CHICAGO (Reuters) - Illinois' record-breaking budget impasse, which has led to sporadic funding for higher education, is increasingly pressuring the finances and competitiveness of state universities, Moody's Investors Service said on Thursday.
The credit rating agency said the lack of complete state funding has forced schools to take "considerable steps," including cutting academic programs and raising tuition, in order to keep operating and preserve financial liquidity.
"Material programing reductions and staffing cuts, while necessary to keep the state’s public universities operational in the short-term, will further impair the universities’ abilities to sustain their strategic competitiveness and attract students for the upcoming fall 2017 class," Moody's said in a report.
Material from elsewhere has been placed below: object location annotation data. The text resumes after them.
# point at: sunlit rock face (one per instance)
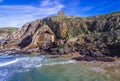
(102, 30)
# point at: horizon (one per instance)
(21, 11)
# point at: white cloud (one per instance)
(17, 15)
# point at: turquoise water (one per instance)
(40, 68)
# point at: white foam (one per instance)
(57, 63)
(8, 63)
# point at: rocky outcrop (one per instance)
(92, 36)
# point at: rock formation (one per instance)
(93, 35)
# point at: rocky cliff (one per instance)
(96, 29)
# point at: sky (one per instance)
(15, 13)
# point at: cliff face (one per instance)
(94, 31)
(68, 27)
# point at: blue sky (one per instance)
(15, 13)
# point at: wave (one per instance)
(8, 63)
(57, 63)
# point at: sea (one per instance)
(41, 68)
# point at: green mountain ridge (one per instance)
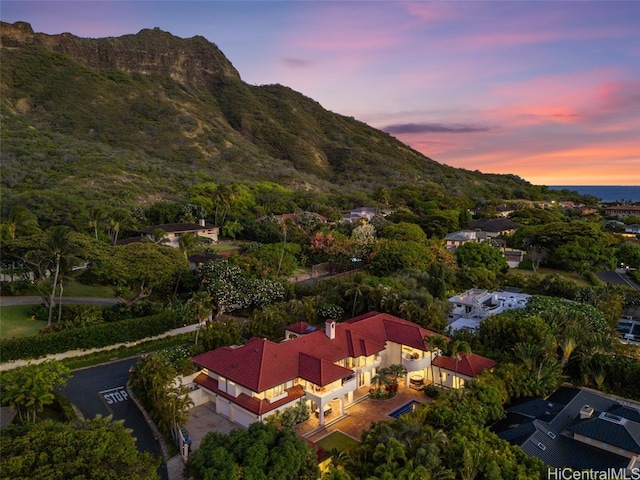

It noted Illinois was second only to New Jersey in the net number of their high school graduates who attended colleges in other states in 2014.
Illinois is limping through a second-straight fiscal year without a budget due to a stalemate between its Republican governor and Democrats who control the legislature. The political battle has resulted in significant underfunding for universities and state grants that subsidize costs for low-income students.
Ratings for seven universities range from an investment grade Aa3 for the University of Illinois to a junk rating of B1 for Eastern Illinois University, according to Moody's, which has a negative outlook on all of the ratings.
The credit standing of the universities has weakened as Illinois' rating fell to Baa2, the lowest among the 50 states.